MetalCraft works with a wide array of local suppliers, as well Canadian and American providers of engines, fittings and equipment such as pumps, Clark says. Being located on Lake Ontario means the company has to gear its production schedule to match the navigation schedule of the St. Lawrence Seaway because the vessels are all delivered by water, Clark adds. The company’s Custom Division can build vessels to designs prepared by customers, or through its own design services. Its FastShips Division has supplied craft to the Canadian and U.S. Coast Guards and the American Navy. The company’s Drydock & Refit Division operates one of the most historic facilities on the Great Lakes, and is capable of handling vessels up to 210 feet in length and 40 feet in width. “We use it to do major and minor refits as well as five year inspections for most of the commercial and tour boat operators in the area,” Clark notes. “We have engineered and performed many hull extensions and modifications over the years, and work on Canadian and U.S. vessels.” The Design Division is headed by Wroe, who had been in the aluminum boat business for more than 30 years. It stresses proper propulsion for the craft because “it’s the only thing that gets you home or out of harm’s way,” Clark explains. “Proper matching of the propulsion system to a specific hull and its operating environment is the most important part of your boat. Having the experience and knowledge to put it together right, is what MetalCraft’s design team is all about.”

MetalCraft also operates Kingston Marina in the city’s inner harbour, which has 150 slips with hauling and services for larger and smaller yachts. The site is located on Kingston’s Inner Harbor and is well protected.

MetalCraft was formed when Smith bought Kingston Aluminum Yachts and, working with Wroe, opted to switch the company’s product line into the patrol and workboat market. It introduced its first jet boat, the Kingston, that year and it was purchased by the U.S. Navy. MetalCraft’s greatest area of success has been designing and building high speed Patrol, and Search & Rescue craft, Clark says.

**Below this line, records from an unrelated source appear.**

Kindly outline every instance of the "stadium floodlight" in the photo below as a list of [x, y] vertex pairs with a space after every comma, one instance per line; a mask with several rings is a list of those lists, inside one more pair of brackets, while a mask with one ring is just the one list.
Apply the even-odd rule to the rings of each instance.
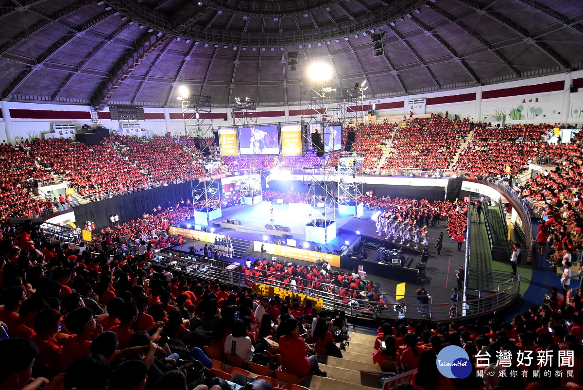
[[332, 77], [332, 68], [328, 64], [314, 62], [308, 68], [308, 76], [312, 81], [325, 81]]

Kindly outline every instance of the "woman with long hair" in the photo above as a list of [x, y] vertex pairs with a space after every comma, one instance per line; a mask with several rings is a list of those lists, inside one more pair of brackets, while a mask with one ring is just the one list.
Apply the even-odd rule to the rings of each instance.
[[419, 365], [419, 358], [423, 349], [417, 346], [417, 337], [413, 333], [407, 333], [403, 337], [406, 349], [403, 351], [401, 362], [405, 370], [415, 370]]
[[316, 352], [322, 355], [342, 358], [342, 352], [334, 343], [334, 336], [328, 329], [328, 321], [325, 318], [319, 318], [316, 322], [316, 327], [312, 336], [315, 343]]
[[382, 367], [383, 360], [392, 360], [400, 370], [401, 367], [401, 356], [399, 353], [397, 342], [392, 336], [385, 337], [385, 345], [373, 354], [373, 363], [378, 363]]
[[437, 356], [430, 349], [421, 353], [417, 372], [413, 374], [411, 385], [416, 390], [449, 390], [451, 381], [440, 374], [436, 362]]
[[318, 358], [306, 357], [305, 342], [300, 337], [299, 327], [295, 318], [289, 318], [280, 327], [283, 336], [279, 337], [279, 349], [283, 357], [283, 370], [300, 378], [310, 372], [326, 377], [326, 372], [320, 371]]

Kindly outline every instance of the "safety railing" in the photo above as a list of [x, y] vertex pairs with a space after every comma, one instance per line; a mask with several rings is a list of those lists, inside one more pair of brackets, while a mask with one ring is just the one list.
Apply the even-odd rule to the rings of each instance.
[[[183, 273], [199, 279], [219, 281], [240, 286], [255, 287], [264, 285], [267, 287], [279, 287], [283, 290], [302, 294], [308, 297], [321, 300], [324, 307], [331, 310], [343, 310], [355, 317], [371, 319], [431, 318], [434, 321], [444, 320], [461, 316], [462, 315], [482, 315], [498, 310], [511, 304], [519, 296], [520, 275], [504, 279], [487, 291], [468, 291], [470, 299], [457, 304], [451, 302], [418, 305], [417, 297], [406, 295], [398, 302], [379, 302], [366, 299], [367, 293], [359, 291], [359, 298], [353, 299], [340, 297], [338, 288], [331, 284], [321, 284], [325, 291], [314, 290], [286, 283], [255, 277], [243, 272], [234, 270], [230, 263], [205, 257], [195, 255], [174, 252], [157, 252], [152, 266], [158, 268], [170, 267], [172, 272]], [[305, 281], [307, 285], [308, 280]], [[269, 288], [266, 288], [266, 291]], [[384, 296], [382, 291], [380, 295]]]

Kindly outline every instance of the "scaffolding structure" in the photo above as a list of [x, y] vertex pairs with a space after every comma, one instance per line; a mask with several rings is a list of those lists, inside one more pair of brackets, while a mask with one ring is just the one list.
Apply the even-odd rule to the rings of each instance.
[[362, 206], [362, 166], [364, 154], [342, 152], [338, 157], [338, 214], [360, 217]]
[[[329, 126], [338, 121], [335, 92], [325, 82], [300, 81], [303, 180], [313, 210], [306, 226], [306, 241], [324, 244], [333, 239], [336, 234], [338, 197], [335, 176], [338, 154], [324, 151], [324, 137]], [[317, 231], [317, 234], [311, 233]]]
[[[208, 225], [210, 221], [222, 214], [219, 182], [213, 179], [215, 172], [209, 171], [212, 168], [207, 161], [208, 158], [215, 155], [211, 98], [209, 96], [192, 94], [180, 99], [186, 137], [192, 141], [189, 151], [194, 160], [192, 165], [200, 166], [203, 172], [203, 176], [198, 177], [196, 182], [191, 181], [195, 217], [196, 220], [197, 214], [200, 216], [200, 213], [203, 213], [206, 221], [199, 218], [197, 223]], [[194, 179], [194, 176], [191, 173], [191, 178]]]
[[[232, 106], [233, 119], [236, 127], [254, 127], [257, 126], [255, 116], [255, 102], [248, 98], [235, 98]], [[239, 140], [241, 142], [246, 142]], [[237, 187], [241, 191], [241, 203], [245, 204], [255, 204], [262, 200], [263, 190], [261, 187], [261, 161], [260, 155], [240, 155], [237, 159], [239, 175], [244, 179]]]
[[352, 88], [342, 88], [338, 93], [339, 120], [345, 126], [357, 127], [364, 122], [364, 90], [359, 84]]

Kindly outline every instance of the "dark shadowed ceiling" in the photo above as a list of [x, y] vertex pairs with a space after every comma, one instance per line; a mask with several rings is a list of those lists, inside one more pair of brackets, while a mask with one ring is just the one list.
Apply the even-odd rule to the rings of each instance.
[[[309, 64], [366, 98], [582, 67], [581, 0], [0, 0], [5, 99], [226, 106], [301, 99]], [[382, 42], [375, 56], [373, 40]]]

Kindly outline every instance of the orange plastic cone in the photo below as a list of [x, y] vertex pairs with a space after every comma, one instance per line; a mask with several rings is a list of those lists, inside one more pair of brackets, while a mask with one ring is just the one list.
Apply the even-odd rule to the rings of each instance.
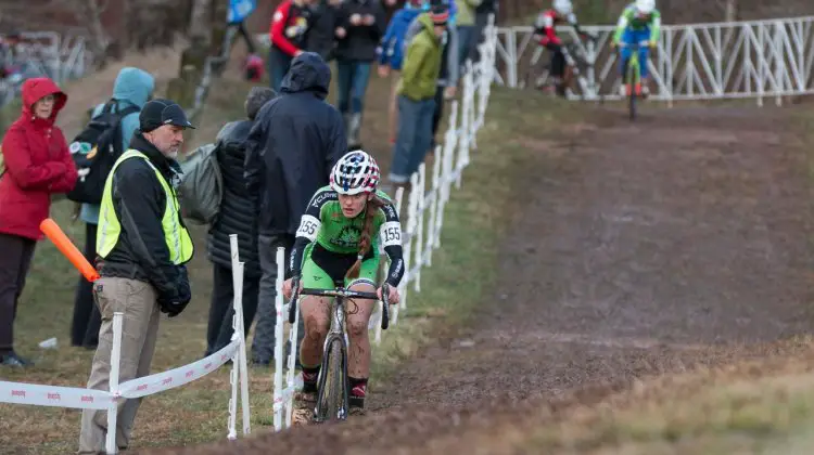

MetalCraft began offering a 10-year warranty in 1987, a feature which is now becoming a requirement on most government procurements, Clark points out.

MetalCraft opened a U.S. facility in Clayton, N.Y. in 2007 and built eight specialty tow boats for the U.S. Navy, and a 36-foot pilot boat for the New York State Pilots Association. It is in the process of building  a prototype test boat for the U.S. Coast Guard that could result in a contract for 100 craft over seven years. It is working on a pilot boat for Key West, Florida, and will supply Houston with three 70-foot fireboats worth more than US $15 million. The company is transferring its American operation to a much larger facility in Cape Vincent because of a lack of space in Clayton. Built on innovation and customer service, MetalCraft appears to have a shiny future.